La información mineralógica contenida en la Naturalis historia de Plinio fue preservada y mejorada algo en libro XVI “de piedras y metales» de las Etimologiae (publicadas alrededor de 630) de Isidoro de Sevilla. Y también se encuentra recogida en el Lapidario (publicado alrededor de 1250), tratado fundamentalmente astrológico mandado escribir por Alfonso X de Castilla. Y poco más hasta mediados del siglo XVI.
Efectivamente, las mayores contribuciones a la cristalografía desde Plinio aparecen casi simultáneamente en términos históricos: nos referimos a la De la pirotechnia de Vannoccio Biringuccio de 1540 y a De re metallica de Georg Pawer (más conocido por su nombre latinizado Georgius Agricola), publicada en 1556.

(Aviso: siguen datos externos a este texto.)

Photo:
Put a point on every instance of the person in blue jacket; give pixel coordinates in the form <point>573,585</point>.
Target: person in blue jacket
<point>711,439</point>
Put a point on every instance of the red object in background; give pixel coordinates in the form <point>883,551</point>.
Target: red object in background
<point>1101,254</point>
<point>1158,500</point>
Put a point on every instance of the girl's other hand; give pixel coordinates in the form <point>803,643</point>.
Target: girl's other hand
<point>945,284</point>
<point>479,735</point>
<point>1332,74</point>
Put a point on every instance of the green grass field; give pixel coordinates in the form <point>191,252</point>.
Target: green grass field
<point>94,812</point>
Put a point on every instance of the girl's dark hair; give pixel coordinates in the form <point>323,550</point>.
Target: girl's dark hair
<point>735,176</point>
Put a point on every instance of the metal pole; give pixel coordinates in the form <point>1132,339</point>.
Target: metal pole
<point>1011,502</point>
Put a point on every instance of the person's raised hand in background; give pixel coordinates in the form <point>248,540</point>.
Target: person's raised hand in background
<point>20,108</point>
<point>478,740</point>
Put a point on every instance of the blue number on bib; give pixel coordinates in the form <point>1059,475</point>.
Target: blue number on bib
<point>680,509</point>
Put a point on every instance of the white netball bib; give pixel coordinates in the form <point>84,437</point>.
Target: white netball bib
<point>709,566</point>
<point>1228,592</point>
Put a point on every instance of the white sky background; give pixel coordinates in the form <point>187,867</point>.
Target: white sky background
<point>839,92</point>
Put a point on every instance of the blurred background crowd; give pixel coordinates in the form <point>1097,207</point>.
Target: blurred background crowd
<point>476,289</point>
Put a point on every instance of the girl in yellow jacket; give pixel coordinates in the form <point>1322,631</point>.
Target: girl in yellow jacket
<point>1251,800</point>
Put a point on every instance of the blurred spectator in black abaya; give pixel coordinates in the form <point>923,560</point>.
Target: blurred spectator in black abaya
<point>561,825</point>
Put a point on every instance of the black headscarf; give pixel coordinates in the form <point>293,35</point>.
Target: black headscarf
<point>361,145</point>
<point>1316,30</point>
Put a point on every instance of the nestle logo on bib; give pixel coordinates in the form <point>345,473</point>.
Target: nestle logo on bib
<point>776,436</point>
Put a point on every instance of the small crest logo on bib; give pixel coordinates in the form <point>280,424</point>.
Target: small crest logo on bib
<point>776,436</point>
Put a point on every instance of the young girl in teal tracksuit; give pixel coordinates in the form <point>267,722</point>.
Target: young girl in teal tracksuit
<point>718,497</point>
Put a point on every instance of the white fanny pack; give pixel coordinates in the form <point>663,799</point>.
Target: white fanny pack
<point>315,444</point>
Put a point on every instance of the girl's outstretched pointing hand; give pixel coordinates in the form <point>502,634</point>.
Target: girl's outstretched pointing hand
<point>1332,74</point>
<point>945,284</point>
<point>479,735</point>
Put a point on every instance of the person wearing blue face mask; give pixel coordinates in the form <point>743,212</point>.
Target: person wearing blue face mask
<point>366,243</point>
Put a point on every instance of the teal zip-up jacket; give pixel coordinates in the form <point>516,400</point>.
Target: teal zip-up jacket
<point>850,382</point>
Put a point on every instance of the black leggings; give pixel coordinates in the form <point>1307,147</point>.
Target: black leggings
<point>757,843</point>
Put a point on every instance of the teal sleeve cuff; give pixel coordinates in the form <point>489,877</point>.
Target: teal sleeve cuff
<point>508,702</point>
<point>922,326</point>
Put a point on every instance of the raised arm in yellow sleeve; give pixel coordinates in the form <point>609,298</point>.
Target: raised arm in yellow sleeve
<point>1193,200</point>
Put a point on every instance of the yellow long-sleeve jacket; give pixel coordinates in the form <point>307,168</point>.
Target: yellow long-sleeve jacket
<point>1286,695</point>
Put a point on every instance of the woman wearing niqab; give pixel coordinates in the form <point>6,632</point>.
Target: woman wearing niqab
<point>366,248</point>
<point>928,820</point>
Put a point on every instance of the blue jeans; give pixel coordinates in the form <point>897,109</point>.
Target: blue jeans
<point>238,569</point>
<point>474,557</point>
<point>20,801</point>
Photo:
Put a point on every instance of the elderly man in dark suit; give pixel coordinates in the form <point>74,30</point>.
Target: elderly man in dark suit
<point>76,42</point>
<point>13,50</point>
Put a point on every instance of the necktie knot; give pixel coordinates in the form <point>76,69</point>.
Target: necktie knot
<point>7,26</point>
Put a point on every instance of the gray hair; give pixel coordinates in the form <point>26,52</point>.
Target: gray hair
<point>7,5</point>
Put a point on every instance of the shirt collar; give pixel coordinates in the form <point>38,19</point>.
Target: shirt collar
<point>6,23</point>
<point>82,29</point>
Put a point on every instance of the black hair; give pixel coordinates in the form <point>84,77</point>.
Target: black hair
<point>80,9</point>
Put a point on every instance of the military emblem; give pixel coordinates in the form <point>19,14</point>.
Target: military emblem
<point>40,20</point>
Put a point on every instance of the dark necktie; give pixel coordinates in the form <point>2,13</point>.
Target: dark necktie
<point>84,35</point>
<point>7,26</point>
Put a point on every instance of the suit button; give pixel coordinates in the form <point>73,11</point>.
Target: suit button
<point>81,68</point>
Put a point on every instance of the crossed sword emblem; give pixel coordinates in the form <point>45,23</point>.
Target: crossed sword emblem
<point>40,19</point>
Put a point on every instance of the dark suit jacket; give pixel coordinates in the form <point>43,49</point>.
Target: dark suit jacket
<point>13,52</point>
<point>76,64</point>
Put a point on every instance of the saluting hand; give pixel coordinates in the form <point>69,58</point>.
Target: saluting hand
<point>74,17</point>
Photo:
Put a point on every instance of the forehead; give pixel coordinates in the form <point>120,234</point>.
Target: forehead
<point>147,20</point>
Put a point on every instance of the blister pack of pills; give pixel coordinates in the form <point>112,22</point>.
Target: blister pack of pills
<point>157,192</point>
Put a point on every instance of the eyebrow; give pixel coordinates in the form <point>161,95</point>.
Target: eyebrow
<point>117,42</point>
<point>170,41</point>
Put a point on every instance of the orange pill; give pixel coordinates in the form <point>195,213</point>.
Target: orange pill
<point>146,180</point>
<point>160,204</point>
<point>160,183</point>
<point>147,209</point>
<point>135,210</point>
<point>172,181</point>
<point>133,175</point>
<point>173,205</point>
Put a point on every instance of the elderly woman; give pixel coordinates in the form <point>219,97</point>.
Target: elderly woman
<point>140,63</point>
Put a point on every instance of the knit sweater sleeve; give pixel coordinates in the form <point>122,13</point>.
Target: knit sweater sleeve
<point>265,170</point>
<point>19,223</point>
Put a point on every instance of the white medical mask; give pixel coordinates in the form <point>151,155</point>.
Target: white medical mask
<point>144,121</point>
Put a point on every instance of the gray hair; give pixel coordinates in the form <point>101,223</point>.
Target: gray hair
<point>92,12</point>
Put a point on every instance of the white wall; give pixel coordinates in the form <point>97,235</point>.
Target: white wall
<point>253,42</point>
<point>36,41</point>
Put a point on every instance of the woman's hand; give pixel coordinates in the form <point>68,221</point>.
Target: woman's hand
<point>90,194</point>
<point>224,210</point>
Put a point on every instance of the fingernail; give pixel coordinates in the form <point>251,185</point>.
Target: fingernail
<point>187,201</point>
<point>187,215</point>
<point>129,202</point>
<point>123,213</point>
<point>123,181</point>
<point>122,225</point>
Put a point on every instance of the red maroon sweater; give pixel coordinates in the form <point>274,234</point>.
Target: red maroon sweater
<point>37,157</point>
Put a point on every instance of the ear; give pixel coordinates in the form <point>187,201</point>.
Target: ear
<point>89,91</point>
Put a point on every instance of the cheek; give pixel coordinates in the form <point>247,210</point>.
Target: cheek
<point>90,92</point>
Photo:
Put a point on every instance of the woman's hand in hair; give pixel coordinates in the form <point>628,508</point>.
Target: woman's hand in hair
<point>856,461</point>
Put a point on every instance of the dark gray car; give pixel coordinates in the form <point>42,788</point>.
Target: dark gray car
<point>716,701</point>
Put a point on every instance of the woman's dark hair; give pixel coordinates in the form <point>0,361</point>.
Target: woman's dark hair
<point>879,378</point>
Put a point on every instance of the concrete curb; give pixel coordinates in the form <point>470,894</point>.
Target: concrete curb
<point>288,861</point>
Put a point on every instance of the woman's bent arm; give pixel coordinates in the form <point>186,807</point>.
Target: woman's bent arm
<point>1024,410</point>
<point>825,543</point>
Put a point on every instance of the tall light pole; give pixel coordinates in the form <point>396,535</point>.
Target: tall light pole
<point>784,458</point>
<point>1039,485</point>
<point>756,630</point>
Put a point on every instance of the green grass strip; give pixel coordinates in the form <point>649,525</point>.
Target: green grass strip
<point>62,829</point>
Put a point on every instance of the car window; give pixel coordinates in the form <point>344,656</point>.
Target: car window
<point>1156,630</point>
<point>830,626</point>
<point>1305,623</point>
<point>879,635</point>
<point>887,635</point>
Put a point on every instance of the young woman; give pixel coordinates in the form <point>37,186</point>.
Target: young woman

Biringuccio aporta descripciones precisas de muchos cristales en De la pirotechnia, además de constatar la habitual fascinación con su perfección. Así los cristales de alumbre son “gruesos cuadrados con bellas esquinas que parecen grandes diamantes”, y los de pirita son “pequeños cubos […] tan bien cuadrados que ningún dibujante podría dibujar sus esquinas con mayor precisión o mejor con cualquier tipo de instrumento”. También da detalles de cómo la cristalización puede usarse para la purificación de menas minerales, como el vitriolo verde (FeSO4·nH2O) y el alumbre.
Sin embargo, incluso este inteligente observador de la naturaleza y amante de la tecnología, que critica a los “alquimistas” y otros “filósofos” que escriben a partir de libros en vez de la experiencia, no puede sustraerse a la tentación al hablar de las piedras preciosas, a las que atribuye propiedades fantásticas. Entre estas propiedades está que el rubí neutraliza los venenos y purifica “el aire corrompido por un vapor pestilente”, que los diamantes se vuelven quebradizos si se manchan con sangre de cabrito o que las esmeraldas se encuentran en los nidos de los grifos y previenen la epilepsia, pero que “se rompen en muchos lugares si se lleva durante el coito”.
De forma análoga, Agricola, cuyo texto, por lo demás muy cuidadoso en las cuestiones técnicas, e influyente hasta bien entrado el siglo XVII, mantiene muchas de las viejas creencias heredadas, como la capacidad del ajo de desmagnetizar la magnetita.
Aunque pueda extrañar a alguno, está breve exposición de la cristalografía como protociencia no quedaría completa si no mencionásemos al que es considerado, por lo demás, un científico de pleno derecho, uno de los padres de la biología, Carl Nilsson Linnæus. Al leer lo que sigue consideremos que Linneo fue contemporáneo (finales del XVIII), nada menos, que de Jean-Baptiste Romé de l’Isle, uno de los padres de la cristalografía moderna.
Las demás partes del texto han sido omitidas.